There’s a new tax deduction this filing season for some buyers who took out loans to buy new cars in 2025. The provision is part of the One Big Beautiful Bill Act, which also removed taxes on tips and overtime for qualifying workers and eliminated a tax credit for buying electric vehicles.
Who is eligible
– Purchase date: The deduction only applies to new vehicles purchased after Dec. 31, 2024. Loans taken out before that date don’t qualify, and used-vehicle purchases are excluded.
– Income limits: The deduction phases out based on modified adjusted gross income (MAGI). For single filers the phaseout begins at $100,000, and for married couples filing jointly it begins at $200,000. MAGI is calculated after certain adjustments (for example, tax-deductible retirement contributions), and taxpayers near the thresholds may still claim a partial deduction because the phaseout is gradual.

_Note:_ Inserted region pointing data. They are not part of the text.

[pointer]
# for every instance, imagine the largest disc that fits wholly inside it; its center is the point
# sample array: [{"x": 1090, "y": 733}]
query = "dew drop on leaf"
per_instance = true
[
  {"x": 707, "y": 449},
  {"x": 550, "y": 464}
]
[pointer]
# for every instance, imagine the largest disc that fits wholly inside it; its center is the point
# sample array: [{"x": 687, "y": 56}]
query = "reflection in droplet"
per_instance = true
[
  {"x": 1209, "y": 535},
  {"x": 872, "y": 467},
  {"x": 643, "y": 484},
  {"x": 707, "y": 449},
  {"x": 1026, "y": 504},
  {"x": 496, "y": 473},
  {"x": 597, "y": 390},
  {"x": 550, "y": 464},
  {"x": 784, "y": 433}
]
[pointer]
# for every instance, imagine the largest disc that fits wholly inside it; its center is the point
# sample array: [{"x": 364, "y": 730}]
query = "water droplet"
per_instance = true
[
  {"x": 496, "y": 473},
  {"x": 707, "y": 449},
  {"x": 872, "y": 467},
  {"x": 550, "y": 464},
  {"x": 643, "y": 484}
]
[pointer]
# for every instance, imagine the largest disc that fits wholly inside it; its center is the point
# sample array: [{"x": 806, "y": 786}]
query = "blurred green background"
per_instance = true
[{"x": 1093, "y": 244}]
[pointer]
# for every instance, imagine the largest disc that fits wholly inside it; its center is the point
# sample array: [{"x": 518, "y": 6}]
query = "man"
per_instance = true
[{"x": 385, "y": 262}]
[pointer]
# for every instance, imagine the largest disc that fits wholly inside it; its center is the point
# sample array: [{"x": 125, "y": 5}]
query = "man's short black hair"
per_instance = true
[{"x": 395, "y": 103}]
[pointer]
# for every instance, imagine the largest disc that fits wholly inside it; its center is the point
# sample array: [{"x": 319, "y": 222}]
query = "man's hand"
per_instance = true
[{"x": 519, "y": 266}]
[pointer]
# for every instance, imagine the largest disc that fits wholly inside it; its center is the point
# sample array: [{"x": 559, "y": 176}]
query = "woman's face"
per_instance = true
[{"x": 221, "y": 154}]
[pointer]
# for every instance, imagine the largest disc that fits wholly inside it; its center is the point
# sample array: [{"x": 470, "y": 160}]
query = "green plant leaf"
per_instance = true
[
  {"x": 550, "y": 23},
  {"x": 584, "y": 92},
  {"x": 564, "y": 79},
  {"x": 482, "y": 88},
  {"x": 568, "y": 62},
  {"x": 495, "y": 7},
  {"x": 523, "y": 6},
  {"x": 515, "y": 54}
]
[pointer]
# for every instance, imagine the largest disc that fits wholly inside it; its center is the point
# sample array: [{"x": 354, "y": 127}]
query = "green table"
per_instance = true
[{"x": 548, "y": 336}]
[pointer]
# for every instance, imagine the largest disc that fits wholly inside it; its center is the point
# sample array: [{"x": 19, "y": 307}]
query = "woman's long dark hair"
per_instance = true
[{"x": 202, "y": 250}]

– Assembly and use: The vehicle’s final assembly must have occurred in the United States. You can confirm that with the vehicle identification number (VIN). Brand names aren’t a guarantee of U.S. assembly. The car must be for personal use; vehicles used for business do not qualify.
What the deduction covers
– Amount: If you and the vehicle qualify, you may deduct up to $10,000 of interest paid on the auto loan per year.

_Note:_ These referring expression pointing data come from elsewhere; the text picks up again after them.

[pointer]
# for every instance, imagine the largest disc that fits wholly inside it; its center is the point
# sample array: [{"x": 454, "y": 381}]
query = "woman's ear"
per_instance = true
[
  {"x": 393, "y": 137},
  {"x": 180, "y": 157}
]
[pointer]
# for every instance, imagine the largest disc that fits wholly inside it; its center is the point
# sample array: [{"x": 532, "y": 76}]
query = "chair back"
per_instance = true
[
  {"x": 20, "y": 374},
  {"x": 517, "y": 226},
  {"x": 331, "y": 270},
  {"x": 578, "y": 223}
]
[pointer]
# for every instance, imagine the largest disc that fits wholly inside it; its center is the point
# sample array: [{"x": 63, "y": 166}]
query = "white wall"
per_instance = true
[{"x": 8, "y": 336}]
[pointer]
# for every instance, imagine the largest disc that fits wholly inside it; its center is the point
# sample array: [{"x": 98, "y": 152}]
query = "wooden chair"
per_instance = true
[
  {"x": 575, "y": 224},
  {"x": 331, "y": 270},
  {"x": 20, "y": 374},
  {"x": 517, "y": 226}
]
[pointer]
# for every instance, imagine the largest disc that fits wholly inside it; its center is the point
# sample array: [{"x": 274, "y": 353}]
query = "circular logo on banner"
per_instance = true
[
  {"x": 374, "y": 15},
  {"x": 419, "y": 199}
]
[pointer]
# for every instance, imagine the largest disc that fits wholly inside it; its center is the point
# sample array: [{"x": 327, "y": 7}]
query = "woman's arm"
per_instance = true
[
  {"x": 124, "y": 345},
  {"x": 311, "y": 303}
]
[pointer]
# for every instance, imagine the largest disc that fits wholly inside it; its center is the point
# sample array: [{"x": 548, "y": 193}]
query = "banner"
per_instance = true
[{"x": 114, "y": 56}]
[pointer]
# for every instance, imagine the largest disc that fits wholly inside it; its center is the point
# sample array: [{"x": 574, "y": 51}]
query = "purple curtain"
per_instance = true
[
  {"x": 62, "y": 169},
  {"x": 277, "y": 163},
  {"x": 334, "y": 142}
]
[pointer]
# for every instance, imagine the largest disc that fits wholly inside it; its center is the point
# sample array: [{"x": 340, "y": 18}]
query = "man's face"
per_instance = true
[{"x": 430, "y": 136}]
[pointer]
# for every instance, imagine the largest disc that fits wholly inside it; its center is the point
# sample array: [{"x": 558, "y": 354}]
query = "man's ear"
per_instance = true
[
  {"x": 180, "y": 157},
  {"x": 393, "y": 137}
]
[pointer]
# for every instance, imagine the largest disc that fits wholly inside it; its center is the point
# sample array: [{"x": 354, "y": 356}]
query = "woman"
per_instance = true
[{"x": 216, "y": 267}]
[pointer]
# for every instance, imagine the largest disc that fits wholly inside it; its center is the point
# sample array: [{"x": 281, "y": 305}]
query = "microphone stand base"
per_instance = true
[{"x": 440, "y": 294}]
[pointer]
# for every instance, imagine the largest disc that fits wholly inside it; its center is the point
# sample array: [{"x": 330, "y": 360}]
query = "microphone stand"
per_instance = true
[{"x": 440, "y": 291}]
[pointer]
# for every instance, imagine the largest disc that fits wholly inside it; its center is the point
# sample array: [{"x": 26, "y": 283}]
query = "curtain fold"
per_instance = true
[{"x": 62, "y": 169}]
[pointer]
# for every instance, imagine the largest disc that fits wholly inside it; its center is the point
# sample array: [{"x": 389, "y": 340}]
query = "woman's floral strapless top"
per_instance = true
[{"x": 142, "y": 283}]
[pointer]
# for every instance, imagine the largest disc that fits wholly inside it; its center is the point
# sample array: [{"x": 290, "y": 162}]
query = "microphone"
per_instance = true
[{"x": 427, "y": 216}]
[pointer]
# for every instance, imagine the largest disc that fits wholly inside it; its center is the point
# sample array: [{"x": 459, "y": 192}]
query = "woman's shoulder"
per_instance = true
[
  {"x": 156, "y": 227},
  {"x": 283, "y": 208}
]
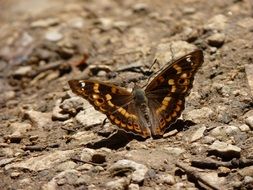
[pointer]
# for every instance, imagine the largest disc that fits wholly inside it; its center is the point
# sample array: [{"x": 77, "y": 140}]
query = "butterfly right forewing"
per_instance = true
[
  {"x": 115, "y": 102},
  {"x": 167, "y": 91}
]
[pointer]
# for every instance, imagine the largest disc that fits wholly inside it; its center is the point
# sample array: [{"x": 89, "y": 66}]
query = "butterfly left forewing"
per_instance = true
[
  {"x": 167, "y": 91},
  {"x": 115, "y": 102}
]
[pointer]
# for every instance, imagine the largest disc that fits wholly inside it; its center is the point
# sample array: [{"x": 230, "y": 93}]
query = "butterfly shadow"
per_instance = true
[
  {"x": 120, "y": 138},
  {"x": 115, "y": 140}
]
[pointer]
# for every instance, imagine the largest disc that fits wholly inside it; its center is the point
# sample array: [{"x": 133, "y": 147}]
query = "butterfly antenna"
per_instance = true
[
  {"x": 154, "y": 62},
  {"x": 172, "y": 53}
]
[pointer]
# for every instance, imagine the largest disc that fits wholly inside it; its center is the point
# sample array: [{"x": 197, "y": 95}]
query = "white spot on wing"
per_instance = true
[{"x": 82, "y": 84}]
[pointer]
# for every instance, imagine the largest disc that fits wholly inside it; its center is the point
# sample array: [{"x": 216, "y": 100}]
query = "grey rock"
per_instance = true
[
  {"x": 18, "y": 131},
  {"x": 76, "y": 22},
  {"x": 85, "y": 167},
  {"x": 139, "y": 170},
  {"x": 119, "y": 184},
  {"x": 248, "y": 179},
  {"x": 53, "y": 35},
  {"x": 224, "y": 150},
  {"x": 133, "y": 186},
  {"x": 73, "y": 104},
  {"x": 224, "y": 131},
  {"x": 44, "y": 23},
  {"x": 198, "y": 115},
  {"x": 105, "y": 23},
  {"x": 15, "y": 174},
  {"x": 8, "y": 95},
  {"x": 21, "y": 128},
  {"x": 70, "y": 177},
  {"x": 247, "y": 171},
  {"x": 174, "y": 151},
  {"x": 39, "y": 119},
  {"x": 198, "y": 134},
  {"x": 244, "y": 128},
  {"x": 90, "y": 117},
  {"x": 84, "y": 137},
  {"x": 23, "y": 71},
  {"x": 166, "y": 52},
  {"x": 216, "y": 40},
  {"x": 66, "y": 165},
  {"x": 43, "y": 162},
  {"x": 86, "y": 154},
  {"x": 140, "y": 7},
  {"x": 6, "y": 161},
  {"x": 249, "y": 122},
  {"x": 167, "y": 179},
  {"x": 217, "y": 23},
  {"x": 57, "y": 112}
]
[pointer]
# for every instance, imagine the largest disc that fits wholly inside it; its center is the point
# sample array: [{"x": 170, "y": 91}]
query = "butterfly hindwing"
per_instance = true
[
  {"x": 115, "y": 102},
  {"x": 167, "y": 91}
]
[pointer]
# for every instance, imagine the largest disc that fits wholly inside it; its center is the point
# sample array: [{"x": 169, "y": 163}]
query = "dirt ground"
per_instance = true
[{"x": 52, "y": 139}]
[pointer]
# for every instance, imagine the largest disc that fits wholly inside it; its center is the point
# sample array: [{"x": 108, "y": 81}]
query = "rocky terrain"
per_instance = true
[{"x": 52, "y": 139}]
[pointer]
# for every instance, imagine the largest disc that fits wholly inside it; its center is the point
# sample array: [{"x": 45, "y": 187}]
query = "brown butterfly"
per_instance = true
[{"x": 145, "y": 112}]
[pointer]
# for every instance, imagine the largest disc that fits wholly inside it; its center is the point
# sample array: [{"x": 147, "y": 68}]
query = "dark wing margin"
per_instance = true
[
  {"x": 115, "y": 102},
  {"x": 167, "y": 91}
]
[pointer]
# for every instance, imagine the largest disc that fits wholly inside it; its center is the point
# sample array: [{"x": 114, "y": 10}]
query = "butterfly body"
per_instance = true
[{"x": 145, "y": 112}]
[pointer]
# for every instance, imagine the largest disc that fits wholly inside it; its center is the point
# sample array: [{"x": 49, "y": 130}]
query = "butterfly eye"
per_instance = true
[
  {"x": 162, "y": 122},
  {"x": 100, "y": 100},
  {"x": 82, "y": 84},
  {"x": 181, "y": 81}
]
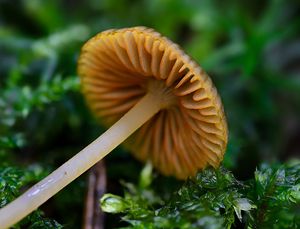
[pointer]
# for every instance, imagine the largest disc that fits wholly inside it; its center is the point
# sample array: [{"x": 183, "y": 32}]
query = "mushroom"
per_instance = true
[{"x": 143, "y": 85}]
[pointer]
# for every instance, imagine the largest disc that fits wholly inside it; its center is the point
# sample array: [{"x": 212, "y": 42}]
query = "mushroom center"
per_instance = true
[{"x": 163, "y": 93}]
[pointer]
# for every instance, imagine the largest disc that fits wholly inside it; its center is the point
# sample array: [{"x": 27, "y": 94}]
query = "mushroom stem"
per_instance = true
[{"x": 146, "y": 108}]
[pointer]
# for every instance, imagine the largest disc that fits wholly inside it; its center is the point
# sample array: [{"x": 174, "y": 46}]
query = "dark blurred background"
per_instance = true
[{"x": 251, "y": 50}]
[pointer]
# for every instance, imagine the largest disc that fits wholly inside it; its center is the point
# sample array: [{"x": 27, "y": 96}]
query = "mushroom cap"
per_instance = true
[{"x": 115, "y": 67}]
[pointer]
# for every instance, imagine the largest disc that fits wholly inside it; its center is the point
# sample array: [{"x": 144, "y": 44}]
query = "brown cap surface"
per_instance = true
[{"x": 115, "y": 67}]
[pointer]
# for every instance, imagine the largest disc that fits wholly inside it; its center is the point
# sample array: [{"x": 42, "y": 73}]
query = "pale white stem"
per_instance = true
[{"x": 148, "y": 106}]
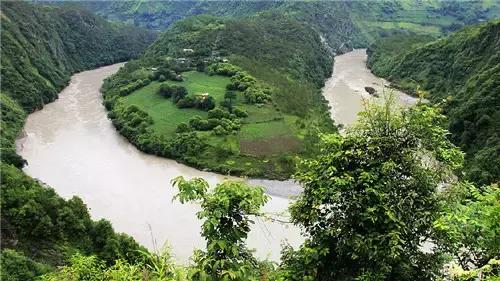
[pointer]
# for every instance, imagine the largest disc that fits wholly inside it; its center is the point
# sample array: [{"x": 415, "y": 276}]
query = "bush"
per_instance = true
[
  {"x": 182, "y": 128},
  {"x": 240, "y": 113},
  {"x": 225, "y": 69},
  {"x": 186, "y": 102},
  {"x": 168, "y": 90},
  {"x": 257, "y": 95}
]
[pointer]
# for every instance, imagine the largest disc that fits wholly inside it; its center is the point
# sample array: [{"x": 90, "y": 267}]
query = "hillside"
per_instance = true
[
  {"x": 43, "y": 45},
  {"x": 464, "y": 70},
  {"x": 274, "y": 66},
  {"x": 41, "y": 48},
  {"x": 372, "y": 19}
]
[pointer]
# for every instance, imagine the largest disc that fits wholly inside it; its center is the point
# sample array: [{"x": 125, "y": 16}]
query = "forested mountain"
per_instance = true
[
  {"x": 241, "y": 95},
  {"x": 462, "y": 72},
  {"x": 277, "y": 65},
  {"x": 41, "y": 46},
  {"x": 372, "y": 19}
]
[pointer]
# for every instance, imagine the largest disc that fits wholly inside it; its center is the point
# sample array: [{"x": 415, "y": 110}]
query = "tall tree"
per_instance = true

– Documentation: Lenders are not required to provide a special tax form for this deduction. You should review your 2025 loan statements to calculate total interest paid during the year.
– Tax impact: This is a tax deduction, not a tax credit, so it reduces taxable income rather than directly reducing tax owed. For example, $1,000 in deductible interest is worth about $220 at a 22% marginal tax rate.

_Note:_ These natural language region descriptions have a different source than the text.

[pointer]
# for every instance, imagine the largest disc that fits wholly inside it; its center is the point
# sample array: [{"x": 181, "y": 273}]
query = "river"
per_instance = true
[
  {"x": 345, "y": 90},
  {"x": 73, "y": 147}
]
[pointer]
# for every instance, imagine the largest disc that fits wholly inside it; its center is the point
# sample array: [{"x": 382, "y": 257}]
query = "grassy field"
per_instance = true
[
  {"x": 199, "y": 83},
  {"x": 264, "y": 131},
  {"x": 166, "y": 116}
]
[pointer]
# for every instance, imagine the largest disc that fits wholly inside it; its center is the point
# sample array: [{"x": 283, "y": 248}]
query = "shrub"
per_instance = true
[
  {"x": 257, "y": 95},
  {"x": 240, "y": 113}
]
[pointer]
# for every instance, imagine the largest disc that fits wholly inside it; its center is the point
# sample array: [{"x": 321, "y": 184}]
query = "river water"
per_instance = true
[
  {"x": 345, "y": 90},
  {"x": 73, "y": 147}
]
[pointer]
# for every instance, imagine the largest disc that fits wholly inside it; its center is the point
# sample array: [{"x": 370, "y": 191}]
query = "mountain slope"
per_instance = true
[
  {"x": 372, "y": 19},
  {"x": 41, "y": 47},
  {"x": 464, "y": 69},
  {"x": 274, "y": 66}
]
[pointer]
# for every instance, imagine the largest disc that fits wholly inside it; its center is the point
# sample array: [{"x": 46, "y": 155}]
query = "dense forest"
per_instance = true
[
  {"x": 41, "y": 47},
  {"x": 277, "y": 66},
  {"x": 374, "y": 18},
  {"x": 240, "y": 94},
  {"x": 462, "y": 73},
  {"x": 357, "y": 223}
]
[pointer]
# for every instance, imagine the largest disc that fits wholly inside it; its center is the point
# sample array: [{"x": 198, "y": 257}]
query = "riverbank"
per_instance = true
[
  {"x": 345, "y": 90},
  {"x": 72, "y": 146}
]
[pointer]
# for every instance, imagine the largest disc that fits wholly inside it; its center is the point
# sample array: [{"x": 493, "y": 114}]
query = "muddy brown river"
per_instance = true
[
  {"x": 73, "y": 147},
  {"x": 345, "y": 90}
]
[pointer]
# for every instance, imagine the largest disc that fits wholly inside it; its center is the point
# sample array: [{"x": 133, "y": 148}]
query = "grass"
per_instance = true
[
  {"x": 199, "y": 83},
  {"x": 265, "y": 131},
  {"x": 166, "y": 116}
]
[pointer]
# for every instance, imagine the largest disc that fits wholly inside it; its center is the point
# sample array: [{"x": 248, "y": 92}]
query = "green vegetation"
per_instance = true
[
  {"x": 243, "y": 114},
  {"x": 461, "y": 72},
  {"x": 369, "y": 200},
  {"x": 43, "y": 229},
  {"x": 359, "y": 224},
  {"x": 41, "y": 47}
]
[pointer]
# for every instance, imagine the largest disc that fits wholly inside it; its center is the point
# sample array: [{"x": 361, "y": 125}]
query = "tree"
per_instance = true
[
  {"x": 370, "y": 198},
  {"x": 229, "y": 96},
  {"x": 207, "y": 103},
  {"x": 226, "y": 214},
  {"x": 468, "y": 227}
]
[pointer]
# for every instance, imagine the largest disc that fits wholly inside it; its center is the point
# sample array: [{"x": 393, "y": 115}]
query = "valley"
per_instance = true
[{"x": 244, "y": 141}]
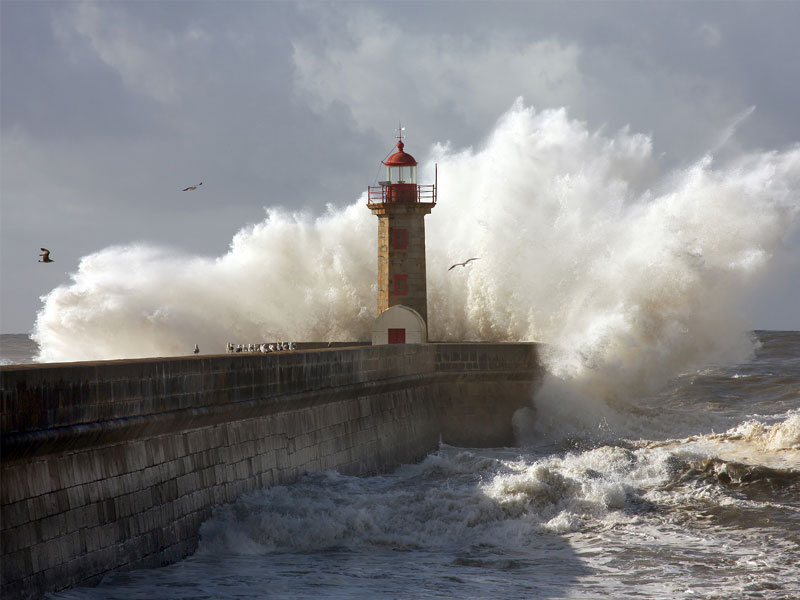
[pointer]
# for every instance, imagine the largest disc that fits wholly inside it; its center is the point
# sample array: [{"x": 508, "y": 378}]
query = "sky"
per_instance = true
[{"x": 109, "y": 109}]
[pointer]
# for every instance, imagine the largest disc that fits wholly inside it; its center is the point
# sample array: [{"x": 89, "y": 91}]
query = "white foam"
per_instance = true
[{"x": 632, "y": 275}]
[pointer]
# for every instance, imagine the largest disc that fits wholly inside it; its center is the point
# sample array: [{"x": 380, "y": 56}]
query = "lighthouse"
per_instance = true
[{"x": 401, "y": 205}]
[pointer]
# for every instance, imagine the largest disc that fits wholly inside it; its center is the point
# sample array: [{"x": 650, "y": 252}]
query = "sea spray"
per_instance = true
[{"x": 630, "y": 275}]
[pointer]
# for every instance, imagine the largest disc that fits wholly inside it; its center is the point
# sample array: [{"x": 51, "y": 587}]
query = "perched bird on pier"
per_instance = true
[{"x": 464, "y": 264}]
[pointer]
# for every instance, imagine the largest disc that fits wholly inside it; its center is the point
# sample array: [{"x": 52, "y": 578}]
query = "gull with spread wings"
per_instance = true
[{"x": 464, "y": 264}]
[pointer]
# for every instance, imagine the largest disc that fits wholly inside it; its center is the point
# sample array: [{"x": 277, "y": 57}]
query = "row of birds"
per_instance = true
[
  {"x": 46, "y": 253},
  {"x": 263, "y": 348}
]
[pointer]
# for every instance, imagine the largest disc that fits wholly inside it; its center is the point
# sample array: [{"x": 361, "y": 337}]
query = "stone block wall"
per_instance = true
[{"x": 114, "y": 465}]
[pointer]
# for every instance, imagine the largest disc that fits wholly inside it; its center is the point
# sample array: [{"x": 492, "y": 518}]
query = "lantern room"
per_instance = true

– Standard deduction: Unlike some interest deductions, this one can be claimed even if you take the standard deduction.
What it does not cover and its likely effects
– Exclusions: Leases are not eligible, and buyers who had 0% financing or paid cash get no benefit. Many used-car buyers—often those most hurt by high interest rates—are also ineligible.
– Policy impact: Because it’s limited in scope, relatively modest in value, and doesn’t affect vehicle production rules, the deduction is unlikely to be a major lever for shifting automakers’ manufacturing decisions. It should, however, provide a modest tax relief to qualifying new-car buyers without reducing benefits for others.
Bottom line
If you bought a new car assembled in the U.S. and took out an auto loan in 2025, check your loan statements and your MAGI to see whether you can claim up to $10,000 of deductible interest when you file. The benefit is modest but can help lower taxable income even if you take the standard deduction.